NEUR100: Common Neurotransmitters and Their Uses

After you get over the physics of the nervous system, you land in its chemistry: neurotransmitters. In my class, the neurotransmitters in block quotes were the backbone of our study. You’ll see why soon!

Acetylcholine: NT involved in voluntary movement, learning, memory, and sleep.

Too much acetylcholine is associated with depression, and too little in the hippocampus has been associated with dementia.

Norepinephrine: associated with eating, alertness. Too little norepinephrine has been associated with depression, while an excess has been associated with schizophrenia.

Epinephrine : involved in energy, and glucose metabolism. Too little epinephrine has been associated with depression.

Serotonin: plays a role in mood, sleep, appetite, and impulsive and aggressive behavior. Too little serotonin is associated with depression and some anxiety disorders, especially obsessive-compulsive disorder. Some antidepressant medications increase the availability of serotonin at the receptor sites.
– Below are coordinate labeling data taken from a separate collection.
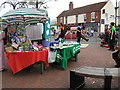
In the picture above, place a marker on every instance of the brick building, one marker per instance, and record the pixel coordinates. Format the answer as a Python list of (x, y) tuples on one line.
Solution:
[(96, 15)]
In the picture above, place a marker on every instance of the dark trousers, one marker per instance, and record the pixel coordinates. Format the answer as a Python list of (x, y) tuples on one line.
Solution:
[(79, 38), (116, 57), (112, 44)]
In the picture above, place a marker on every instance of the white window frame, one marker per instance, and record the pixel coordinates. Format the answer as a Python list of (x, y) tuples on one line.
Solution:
[(93, 16), (85, 17), (61, 19)]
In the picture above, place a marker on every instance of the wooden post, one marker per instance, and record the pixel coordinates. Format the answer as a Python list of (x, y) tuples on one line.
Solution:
[(76, 81)]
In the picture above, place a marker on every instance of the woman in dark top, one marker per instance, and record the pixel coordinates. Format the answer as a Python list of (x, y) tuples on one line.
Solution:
[(79, 33)]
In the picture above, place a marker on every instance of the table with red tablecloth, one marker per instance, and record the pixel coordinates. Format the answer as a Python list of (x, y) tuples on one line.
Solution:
[(20, 60)]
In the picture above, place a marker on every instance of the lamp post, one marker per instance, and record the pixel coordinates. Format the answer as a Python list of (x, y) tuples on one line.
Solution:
[(116, 7), (14, 4)]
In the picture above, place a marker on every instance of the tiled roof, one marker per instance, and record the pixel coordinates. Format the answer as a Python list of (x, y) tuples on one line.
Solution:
[(84, 9)]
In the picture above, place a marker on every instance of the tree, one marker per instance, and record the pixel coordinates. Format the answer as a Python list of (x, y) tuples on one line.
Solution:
[(39, 3), (15, 3)]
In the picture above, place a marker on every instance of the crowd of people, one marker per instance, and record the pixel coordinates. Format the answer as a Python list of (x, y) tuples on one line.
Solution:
[(79, 29)]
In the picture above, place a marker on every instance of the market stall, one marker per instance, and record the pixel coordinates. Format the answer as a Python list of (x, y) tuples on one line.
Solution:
[(66, 51), (20, 50)]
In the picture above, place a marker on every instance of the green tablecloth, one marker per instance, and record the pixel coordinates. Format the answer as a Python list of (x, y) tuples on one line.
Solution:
[(64, 54)]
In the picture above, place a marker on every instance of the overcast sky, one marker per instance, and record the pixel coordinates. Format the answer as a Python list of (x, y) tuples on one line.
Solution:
[(55, 8)]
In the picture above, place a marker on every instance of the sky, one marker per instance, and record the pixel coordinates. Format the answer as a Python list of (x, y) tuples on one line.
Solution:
[(55, 8)]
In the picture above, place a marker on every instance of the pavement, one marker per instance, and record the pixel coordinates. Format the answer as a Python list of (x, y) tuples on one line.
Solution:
[(56, 78)]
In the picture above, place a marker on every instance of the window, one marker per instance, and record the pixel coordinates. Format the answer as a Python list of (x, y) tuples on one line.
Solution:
[(61, 19), (93, 16), (103, 11), (106, 16), (85, 18)]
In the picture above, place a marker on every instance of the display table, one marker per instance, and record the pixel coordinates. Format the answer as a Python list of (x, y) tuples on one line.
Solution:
[(65, 53), (20, 60)]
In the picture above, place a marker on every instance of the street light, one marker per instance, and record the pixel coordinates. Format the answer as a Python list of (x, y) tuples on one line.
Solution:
[(116, 14)]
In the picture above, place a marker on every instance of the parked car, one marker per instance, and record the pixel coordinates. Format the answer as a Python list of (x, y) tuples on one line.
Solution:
[(70, 34)]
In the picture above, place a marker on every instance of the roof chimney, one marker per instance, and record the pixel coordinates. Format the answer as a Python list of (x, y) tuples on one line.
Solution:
[(71, 6)]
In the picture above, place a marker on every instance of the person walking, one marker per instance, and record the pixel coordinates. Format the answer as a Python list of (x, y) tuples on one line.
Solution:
[(106, 38), (2, 53), (80, 33), (63, 31), (112, 37)]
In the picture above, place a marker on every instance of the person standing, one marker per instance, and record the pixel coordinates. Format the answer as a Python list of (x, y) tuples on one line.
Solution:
[(106, 38), (63, 31), (80, 33), (2, 53), (112, 37)]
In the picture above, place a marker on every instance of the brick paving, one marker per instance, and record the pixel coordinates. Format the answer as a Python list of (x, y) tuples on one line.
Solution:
[(55, 77)]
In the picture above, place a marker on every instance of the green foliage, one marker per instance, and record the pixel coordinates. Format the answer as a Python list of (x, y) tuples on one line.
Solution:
[(53, 25)]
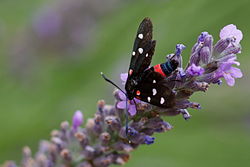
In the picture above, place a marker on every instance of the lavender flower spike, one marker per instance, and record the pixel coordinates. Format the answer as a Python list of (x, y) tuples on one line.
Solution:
[(105, 140), (194, 70), (228, 72), (202, 37), (77, 119), (179, 49), (231, 31)]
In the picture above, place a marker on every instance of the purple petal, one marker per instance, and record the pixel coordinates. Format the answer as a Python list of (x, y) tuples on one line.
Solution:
[(230, 31), (121, 95), (121, 105), (229, 79), (194, 70), (77, 119), (132, 110), (235, 72), (124, 76)]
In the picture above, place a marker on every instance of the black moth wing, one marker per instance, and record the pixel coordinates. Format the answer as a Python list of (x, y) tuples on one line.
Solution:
[(143, 48), (154, 89)]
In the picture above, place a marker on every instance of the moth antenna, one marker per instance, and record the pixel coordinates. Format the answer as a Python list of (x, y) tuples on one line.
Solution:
[(135, 106), (111, 82)]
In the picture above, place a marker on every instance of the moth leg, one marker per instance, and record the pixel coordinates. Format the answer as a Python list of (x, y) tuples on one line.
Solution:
[(185, 114)]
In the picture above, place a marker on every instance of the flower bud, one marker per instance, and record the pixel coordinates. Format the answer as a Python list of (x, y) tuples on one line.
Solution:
[(235, 49), (208, 42), (89, 152), (82, 138), (103, 161), (221, 45), (77, 119), (202, 37), (205, 55), (65, 154), (121, 159), (105, 138), (194, 70)]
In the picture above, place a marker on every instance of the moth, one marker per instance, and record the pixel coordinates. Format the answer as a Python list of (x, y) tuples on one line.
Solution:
[(148, 84)]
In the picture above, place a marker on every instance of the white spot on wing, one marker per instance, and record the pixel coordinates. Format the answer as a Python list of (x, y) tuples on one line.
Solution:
[(140, 36), (154, 91), (149, 99), (140, 50), (162, 100)]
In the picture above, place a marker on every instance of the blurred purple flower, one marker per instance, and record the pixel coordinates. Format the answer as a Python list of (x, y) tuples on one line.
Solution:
[(202, 36), (149, 140), (124, 77), (228, 72), (77, 119), (131, 104), (230, 31), (194, 70), (179, 48)]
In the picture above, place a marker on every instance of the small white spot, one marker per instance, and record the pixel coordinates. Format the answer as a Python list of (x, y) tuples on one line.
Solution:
[(149, 99), (162, 100), (140, 50), (140, 36), (154, 91)]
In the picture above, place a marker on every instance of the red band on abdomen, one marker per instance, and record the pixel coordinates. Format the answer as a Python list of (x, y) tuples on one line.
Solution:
[(158, 69)]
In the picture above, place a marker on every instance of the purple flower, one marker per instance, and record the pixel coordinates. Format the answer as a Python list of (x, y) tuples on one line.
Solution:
[(149, 140), (202, 37), (194, 70), (179, 48), (77, 119), (230, 31), (130, 103), (124, 77), (228, 72)]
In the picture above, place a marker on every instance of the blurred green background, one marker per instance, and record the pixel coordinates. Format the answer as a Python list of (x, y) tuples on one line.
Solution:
[(53, 52)]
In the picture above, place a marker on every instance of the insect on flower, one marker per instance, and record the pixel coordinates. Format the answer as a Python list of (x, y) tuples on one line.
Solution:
[(144, 83)]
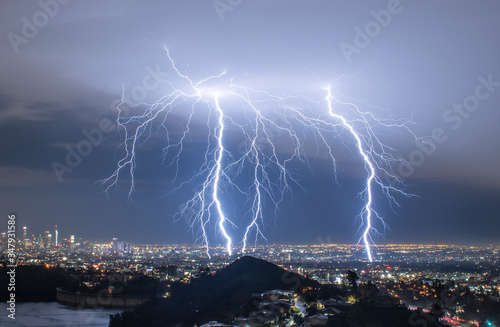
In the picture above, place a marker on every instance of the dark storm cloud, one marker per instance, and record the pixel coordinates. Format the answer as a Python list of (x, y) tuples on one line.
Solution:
[(422, 61)]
GABA (Gamma-Amino Butyric Acid): inhibits excitation and anxiety. Seen in the eye as a system, and in why you get drunk. 
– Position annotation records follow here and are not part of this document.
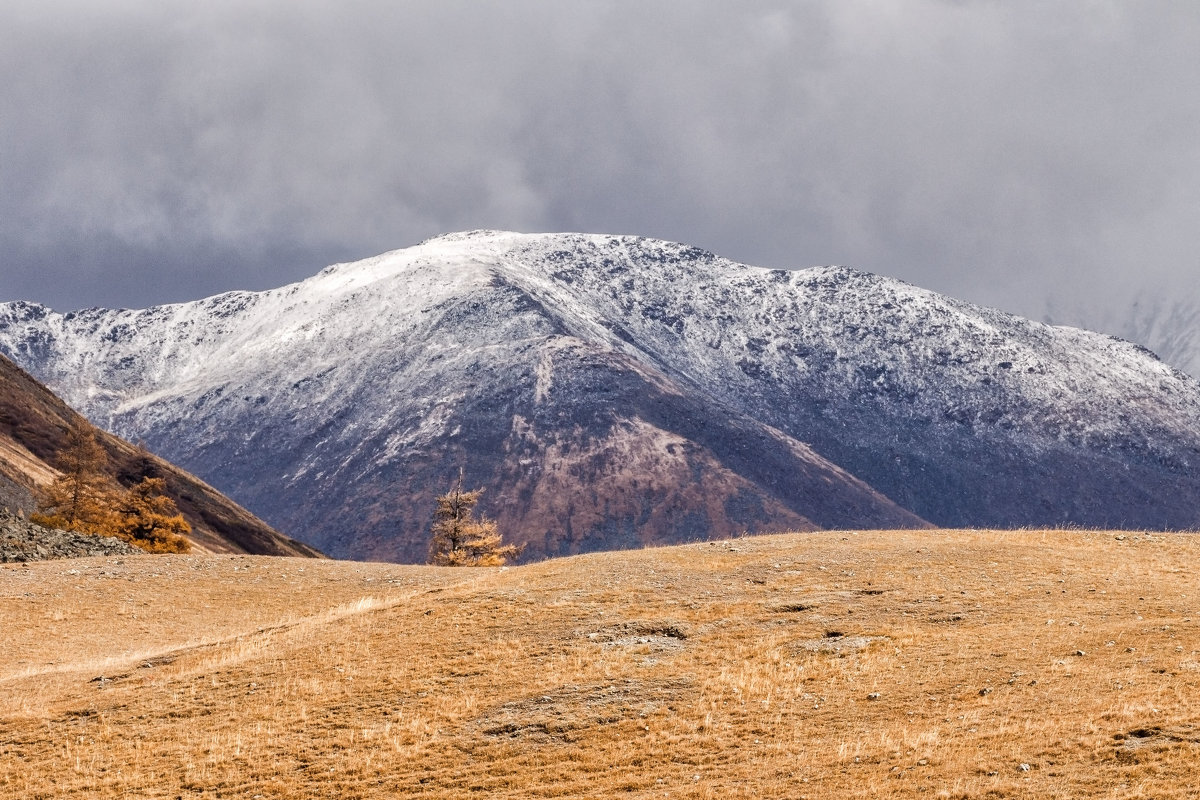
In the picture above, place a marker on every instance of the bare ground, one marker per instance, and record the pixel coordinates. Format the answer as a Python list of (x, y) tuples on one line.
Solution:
[(895, 663)]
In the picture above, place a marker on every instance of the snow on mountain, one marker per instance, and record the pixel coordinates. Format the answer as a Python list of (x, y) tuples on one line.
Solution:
[(615, 391), (1169, 326)]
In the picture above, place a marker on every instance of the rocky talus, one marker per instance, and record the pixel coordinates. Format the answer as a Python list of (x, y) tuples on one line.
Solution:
[(24, 541)]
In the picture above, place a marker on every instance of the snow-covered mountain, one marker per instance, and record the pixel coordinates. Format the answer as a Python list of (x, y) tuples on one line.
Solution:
[(1169, 326), (615, 391)]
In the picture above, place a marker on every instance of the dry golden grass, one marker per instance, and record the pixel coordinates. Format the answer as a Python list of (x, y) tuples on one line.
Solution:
[(898, 663)]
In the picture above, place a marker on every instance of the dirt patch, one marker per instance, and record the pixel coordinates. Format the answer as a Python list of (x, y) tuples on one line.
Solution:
[(564, 713), (834, 642), (663, 635)]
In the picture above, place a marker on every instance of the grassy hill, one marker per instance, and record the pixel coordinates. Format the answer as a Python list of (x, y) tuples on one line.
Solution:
[(898, 663)]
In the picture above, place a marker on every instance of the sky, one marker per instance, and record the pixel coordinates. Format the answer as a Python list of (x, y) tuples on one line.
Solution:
[(1009, 152)]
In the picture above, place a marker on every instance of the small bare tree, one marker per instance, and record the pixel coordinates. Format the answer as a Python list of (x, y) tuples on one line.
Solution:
[(460, 539)]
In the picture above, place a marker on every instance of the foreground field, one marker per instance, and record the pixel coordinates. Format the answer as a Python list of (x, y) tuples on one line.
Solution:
[(931, 663)]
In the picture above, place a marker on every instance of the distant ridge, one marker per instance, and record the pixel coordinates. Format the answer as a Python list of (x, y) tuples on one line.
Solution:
[(617, 391), (33, 428)]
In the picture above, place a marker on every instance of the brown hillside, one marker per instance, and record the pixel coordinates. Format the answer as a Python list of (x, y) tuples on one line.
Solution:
[(33, 427), (827, 665)]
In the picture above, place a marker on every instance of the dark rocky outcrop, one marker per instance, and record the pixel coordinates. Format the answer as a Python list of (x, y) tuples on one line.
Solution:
[(23, 541)]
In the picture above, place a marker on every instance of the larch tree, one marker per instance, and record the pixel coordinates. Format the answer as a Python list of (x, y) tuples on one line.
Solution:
[(459, 539), (83, 498), (151, 521)]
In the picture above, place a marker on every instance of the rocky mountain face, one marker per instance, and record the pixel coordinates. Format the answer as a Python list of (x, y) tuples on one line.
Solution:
[(34, 426), (615, 391)]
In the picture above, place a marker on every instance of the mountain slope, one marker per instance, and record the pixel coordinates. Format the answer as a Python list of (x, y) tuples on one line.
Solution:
[(1168, 326), (616, 391), (33, 429)]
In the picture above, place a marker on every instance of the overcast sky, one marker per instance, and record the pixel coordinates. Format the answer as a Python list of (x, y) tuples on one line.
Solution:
[(1001, 151)]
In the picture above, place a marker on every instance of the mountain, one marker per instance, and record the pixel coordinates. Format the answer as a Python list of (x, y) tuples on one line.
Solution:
[(616, 391), (34, 426), (1170, 326)]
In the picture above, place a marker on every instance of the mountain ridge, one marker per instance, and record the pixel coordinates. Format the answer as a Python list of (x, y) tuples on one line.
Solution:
[(753, 398), (34, 426)]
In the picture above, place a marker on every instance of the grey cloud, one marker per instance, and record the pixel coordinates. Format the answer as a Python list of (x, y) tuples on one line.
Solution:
[(1005, 152)]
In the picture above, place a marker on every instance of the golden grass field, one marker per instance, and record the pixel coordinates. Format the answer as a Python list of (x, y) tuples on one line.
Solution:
[(897, 663)]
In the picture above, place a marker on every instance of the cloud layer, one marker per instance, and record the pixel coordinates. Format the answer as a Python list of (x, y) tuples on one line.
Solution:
[(1005, 152)]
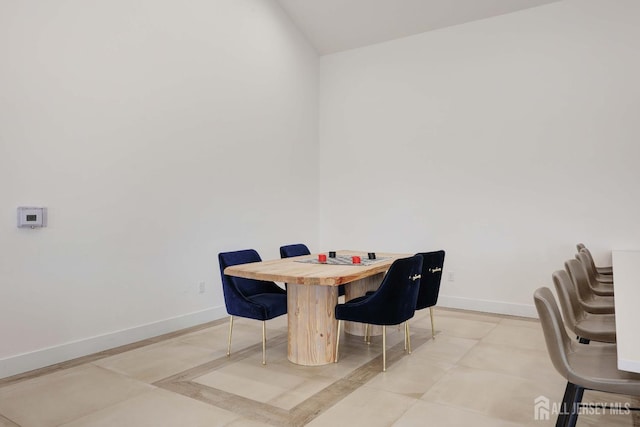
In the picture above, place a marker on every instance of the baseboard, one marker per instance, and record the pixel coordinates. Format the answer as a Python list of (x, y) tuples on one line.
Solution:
[(628, 365), (488, 306), (48, 356)]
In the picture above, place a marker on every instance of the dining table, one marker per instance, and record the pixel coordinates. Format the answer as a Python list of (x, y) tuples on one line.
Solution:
[(626, 274), (312, 294)]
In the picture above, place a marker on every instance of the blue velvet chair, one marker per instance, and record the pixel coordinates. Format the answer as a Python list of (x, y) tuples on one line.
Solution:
[(253, 299), (394, 302), (432, 264), (299, 249)]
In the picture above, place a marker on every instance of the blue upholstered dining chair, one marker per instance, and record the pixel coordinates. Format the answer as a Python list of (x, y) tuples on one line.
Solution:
[(299, 249), (432, 264), (394, 302), (253, 299)]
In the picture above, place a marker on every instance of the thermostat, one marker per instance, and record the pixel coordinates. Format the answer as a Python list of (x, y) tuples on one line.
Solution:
[(32, 217)]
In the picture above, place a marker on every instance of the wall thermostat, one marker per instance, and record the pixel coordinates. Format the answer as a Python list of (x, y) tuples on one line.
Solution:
[(32, 217)]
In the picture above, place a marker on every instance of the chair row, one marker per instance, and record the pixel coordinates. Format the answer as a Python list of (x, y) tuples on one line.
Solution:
[(590, 316), (410, 284)]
Too little GABA is associated with anxiety and anxiety disorders. Some antianxiety medication increases GABA at the receptor sites.

Endorphins: involved in pain relief and feelings of pleasure and contentedness. You get a boost of these after exercise.
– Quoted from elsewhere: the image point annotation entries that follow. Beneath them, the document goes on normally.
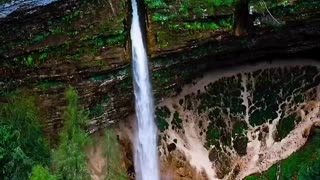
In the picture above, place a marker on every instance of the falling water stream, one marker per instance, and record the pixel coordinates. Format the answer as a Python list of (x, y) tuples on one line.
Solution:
[(146, 154)]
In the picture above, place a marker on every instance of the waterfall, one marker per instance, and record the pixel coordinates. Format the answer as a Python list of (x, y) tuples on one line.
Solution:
[(145, 145)]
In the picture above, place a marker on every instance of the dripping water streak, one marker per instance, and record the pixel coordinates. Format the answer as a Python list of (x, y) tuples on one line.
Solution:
[(146, 154)]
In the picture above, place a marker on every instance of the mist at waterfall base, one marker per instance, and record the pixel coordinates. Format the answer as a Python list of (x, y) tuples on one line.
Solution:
[(145, 145)]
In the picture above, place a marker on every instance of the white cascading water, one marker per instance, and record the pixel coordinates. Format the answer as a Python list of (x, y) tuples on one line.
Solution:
[(145, 152)]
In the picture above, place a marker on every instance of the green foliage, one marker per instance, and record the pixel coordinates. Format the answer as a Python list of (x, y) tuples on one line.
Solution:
[(22, 144), (303, 164), (41, 173), (70, 158), (112, 154), (154, 4)]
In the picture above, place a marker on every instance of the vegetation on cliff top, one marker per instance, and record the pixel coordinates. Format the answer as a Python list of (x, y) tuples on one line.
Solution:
[(25, 154), (22, 144)]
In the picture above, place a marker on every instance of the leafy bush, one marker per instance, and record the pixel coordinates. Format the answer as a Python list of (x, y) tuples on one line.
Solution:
[(22, 144), (70, 158)]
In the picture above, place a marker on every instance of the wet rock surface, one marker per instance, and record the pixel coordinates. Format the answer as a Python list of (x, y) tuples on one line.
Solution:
[(87, 46)]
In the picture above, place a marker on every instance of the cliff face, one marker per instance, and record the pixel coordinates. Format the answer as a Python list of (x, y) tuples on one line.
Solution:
[(87, 45)]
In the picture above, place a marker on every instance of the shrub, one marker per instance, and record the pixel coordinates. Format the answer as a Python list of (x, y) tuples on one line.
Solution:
[(22, 142), (70, 158)]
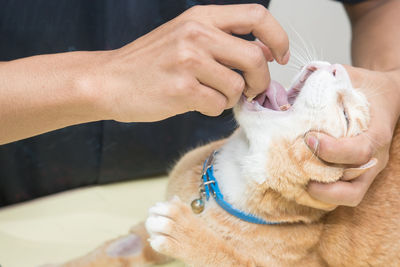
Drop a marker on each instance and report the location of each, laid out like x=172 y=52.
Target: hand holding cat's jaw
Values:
x=352 y=151
x=382 y=91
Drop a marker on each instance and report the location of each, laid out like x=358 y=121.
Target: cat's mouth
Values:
x=276 y=97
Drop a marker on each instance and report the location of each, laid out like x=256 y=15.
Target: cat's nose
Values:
x=335 y=69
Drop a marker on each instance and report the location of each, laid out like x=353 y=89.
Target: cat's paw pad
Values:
x=168 y=225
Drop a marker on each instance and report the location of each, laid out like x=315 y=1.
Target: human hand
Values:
x=186 y=64
x=383 y=92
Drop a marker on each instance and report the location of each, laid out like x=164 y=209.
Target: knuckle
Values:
x=187 y=58
x=182 y=87
x=191 y=30
x=258 y=12
x=237 y=84
x=256 y=56
x=282 y=40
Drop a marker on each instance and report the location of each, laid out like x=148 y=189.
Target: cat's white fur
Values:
x=242 y=159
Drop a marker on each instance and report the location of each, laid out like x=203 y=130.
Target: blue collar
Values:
x=210 y=185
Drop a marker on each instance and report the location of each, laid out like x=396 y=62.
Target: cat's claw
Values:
x=167 y=225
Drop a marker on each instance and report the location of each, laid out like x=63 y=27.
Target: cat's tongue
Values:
x=275 y=97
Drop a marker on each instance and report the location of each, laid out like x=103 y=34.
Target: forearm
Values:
x=376 y=35
x=43 y=93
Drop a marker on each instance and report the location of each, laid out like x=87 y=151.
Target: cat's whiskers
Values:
x=309 y=53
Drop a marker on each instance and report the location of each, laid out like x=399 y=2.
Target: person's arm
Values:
x=376 y=54
x=183 y=65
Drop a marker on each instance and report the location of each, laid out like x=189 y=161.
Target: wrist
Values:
x=89 y=87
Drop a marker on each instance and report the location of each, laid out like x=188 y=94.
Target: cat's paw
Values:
x=171 y=226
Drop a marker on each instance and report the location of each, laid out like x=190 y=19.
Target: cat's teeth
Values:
x=285 y=107
x=250 y=99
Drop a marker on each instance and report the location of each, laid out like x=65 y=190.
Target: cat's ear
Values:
x=351 y=173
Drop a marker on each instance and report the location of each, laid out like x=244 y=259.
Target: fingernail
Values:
x=285 y=107
x=285 y=58
x=312 y=142
x=250 y=98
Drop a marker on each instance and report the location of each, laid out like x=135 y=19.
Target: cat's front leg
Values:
x=175 y=231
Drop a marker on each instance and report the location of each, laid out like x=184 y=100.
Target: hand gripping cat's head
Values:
x=321 y=99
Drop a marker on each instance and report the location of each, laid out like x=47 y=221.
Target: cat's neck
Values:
x=249 y=193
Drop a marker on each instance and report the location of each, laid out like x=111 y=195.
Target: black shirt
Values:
x=98 y=152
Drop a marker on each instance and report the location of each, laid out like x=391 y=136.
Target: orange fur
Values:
x=367 y=235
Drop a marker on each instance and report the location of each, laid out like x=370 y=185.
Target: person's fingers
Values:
x=347 y=150
x=208 y=101
x=351 y=173
x=220 y=78
x=348 y=193
x=250 y=18
x=267 y=52
x=245 y=56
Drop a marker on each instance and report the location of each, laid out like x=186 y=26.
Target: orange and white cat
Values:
x=263 y=169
Dopamine: correlated with movement, attention, and learning. Too much dopamine has been associated with schizophrenia, and too little is associated with some forms of depression as well as the muscular rigidity and tremors found in Parkinson’s disease.

Glutamate: NT that is the major excitatory transmitter in the brain. Seen in the eye.

Glutamate is probably best known as “monosodium glutamate” or “MSG” which is used as a flavor or taste enhancer in food.